I farmacisti dicono, sono andati a gridarlo sotto Montecitorio, che dovendo aumentare lo sconto che fanno allo Stato ci rimettono al punto da chiuder bottega. Ventimila posti di lavoro in meno hanno contato, quindi minacciando licenziamenti più che bottega chiusa. E poi hanno contato ancora: chi 12mila, chi 40mila euro in meno all’anno a farmacia. Comunque su una cosa sono unanimi: con questi “patti” economici con l Sanità pubblica, questi nuovi voluti dal governo a fare farmacia ci si rimette.
Più o meno la stessa cosa stanno dicendo in queste ore le Regioni a Monti: con questi nuovi “patti” economici le Regioni ci rimettono ad amministrare la Sanità. Anzi non è che ci rimettono perché i soldi li hanno sempre messi gli altri, i contribuenti. Ma non ci “stanno”, non ci rientrano, al punto che le Regioni stanno minacciando il governo: “Riprenditi tu la delega sulla Sanità, noi rinunciamo in segno di somma protesta”. L’equivalente della denuncia della “convenzione” da parte delle farmacie.

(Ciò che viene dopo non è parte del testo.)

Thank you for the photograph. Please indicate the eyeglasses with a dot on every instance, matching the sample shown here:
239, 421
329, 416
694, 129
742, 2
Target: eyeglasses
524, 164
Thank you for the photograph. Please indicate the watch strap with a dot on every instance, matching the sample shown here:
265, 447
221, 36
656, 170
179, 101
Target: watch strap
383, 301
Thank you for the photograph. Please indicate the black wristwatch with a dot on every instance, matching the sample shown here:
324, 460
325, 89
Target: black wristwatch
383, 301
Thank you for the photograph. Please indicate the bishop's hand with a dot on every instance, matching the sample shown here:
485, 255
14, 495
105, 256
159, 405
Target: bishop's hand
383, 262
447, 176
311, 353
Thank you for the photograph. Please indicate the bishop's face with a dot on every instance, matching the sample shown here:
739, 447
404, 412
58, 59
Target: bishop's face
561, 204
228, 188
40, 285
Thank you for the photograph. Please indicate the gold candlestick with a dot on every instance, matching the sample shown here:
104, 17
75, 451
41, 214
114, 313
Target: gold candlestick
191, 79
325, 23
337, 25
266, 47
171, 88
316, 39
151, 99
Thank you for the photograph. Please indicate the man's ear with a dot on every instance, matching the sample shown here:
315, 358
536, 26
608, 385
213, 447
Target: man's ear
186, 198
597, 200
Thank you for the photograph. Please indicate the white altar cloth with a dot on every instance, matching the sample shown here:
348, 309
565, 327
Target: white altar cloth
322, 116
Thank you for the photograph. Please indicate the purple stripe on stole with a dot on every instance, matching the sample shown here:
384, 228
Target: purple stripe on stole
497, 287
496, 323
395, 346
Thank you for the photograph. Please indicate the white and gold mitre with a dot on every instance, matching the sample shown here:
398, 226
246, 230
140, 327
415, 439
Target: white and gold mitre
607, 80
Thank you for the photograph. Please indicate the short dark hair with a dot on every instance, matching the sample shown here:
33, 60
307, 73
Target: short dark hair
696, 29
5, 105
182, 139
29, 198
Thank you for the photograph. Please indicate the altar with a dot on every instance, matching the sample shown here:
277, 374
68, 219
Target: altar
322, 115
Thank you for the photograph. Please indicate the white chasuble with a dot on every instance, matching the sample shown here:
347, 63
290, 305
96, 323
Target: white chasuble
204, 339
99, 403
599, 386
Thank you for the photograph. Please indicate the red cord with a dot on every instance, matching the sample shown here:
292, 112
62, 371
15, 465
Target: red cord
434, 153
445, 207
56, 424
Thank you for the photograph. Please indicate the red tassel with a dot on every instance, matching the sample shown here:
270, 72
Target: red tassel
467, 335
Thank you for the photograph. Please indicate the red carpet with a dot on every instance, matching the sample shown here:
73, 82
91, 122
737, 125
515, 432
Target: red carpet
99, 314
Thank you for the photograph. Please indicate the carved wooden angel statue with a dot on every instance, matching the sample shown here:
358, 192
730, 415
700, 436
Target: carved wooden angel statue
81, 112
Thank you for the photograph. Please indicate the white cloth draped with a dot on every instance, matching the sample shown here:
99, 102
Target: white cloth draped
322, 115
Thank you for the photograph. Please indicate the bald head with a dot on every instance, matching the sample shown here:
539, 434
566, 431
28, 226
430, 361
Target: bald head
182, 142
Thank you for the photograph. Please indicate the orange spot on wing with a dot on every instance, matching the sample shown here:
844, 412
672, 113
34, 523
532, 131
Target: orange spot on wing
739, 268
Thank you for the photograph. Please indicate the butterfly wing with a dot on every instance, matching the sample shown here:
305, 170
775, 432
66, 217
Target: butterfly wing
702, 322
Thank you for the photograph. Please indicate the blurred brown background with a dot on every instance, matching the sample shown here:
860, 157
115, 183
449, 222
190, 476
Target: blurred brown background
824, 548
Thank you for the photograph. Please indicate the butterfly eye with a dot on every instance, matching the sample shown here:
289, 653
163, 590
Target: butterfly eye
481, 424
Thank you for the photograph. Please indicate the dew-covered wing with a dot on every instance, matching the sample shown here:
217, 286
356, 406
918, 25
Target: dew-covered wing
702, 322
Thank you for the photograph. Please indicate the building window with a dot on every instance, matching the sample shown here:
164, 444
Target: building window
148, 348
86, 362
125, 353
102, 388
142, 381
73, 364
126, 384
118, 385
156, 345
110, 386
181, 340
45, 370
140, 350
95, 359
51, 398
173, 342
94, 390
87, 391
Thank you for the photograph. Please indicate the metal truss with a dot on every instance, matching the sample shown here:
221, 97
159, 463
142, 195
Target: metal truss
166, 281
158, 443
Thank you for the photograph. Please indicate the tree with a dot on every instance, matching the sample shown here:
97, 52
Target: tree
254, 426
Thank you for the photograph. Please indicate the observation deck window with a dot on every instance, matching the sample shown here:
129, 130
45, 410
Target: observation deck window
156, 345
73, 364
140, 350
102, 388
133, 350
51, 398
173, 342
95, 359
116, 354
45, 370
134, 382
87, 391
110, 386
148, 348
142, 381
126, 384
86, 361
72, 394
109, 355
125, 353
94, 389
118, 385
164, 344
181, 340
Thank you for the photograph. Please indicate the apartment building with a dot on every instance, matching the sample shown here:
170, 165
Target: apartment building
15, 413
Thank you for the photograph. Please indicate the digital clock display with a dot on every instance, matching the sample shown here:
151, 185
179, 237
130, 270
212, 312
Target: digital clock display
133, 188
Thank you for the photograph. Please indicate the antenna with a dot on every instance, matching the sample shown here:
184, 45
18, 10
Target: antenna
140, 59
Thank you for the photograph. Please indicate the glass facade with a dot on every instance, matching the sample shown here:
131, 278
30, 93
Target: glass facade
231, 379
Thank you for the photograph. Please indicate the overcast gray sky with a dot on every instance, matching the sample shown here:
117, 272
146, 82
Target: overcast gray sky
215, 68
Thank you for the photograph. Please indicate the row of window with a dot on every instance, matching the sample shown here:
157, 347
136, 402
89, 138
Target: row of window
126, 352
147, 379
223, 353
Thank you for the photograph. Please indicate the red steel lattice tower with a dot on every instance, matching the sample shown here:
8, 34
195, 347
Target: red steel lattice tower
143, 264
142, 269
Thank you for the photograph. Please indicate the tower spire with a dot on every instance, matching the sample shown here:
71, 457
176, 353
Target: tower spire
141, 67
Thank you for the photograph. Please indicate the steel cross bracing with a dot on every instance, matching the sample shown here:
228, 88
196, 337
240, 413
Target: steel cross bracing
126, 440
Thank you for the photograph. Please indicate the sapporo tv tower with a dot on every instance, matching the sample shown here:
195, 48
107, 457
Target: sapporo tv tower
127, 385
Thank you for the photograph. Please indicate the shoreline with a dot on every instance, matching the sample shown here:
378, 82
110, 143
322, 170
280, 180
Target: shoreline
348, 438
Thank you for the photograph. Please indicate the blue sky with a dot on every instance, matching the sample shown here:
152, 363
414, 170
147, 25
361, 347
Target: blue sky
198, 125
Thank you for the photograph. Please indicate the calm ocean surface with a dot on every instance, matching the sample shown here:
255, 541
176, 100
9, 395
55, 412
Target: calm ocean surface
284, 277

Difficile dire chi bluffa, chi piange a sproposito o se son lacrime vere. Un sistema per capire ci sarebbe: poiché il flusso di denaro pubblico verso la Sanità e quindi anche verso le farmacie è pari a circa 120 miliardi all’anno e poiché il governo vuole asciugare questo flusso di circa sei miliardi, cioè circa il 5 per cento e poichè Regioni e farmacie dicono che con il restante 95% chiudono e si chiude, allora prenderli in parola. Cioè ritirare il 95% restante, quei 114 miliardi circa e vedere l’effetto che fa. Se allora Regioni e farmacie chiedessero, corressero a un “tavolo” per ricominciare discutere, vorrebbe dire che avevano bluffato e recitato la commedia delle lacrime. Se non dovessero correre a quel tavolo vuol dire che dicevano la verità e con il 5 per cento in meno chiudevano. Peccato che non si possa fare, che nessuno se la senta e possa in Italia di pronunciare quel “vedo”, quel “fammi vedere” a risposta di chi grida, piange e minaccia “chiusura”.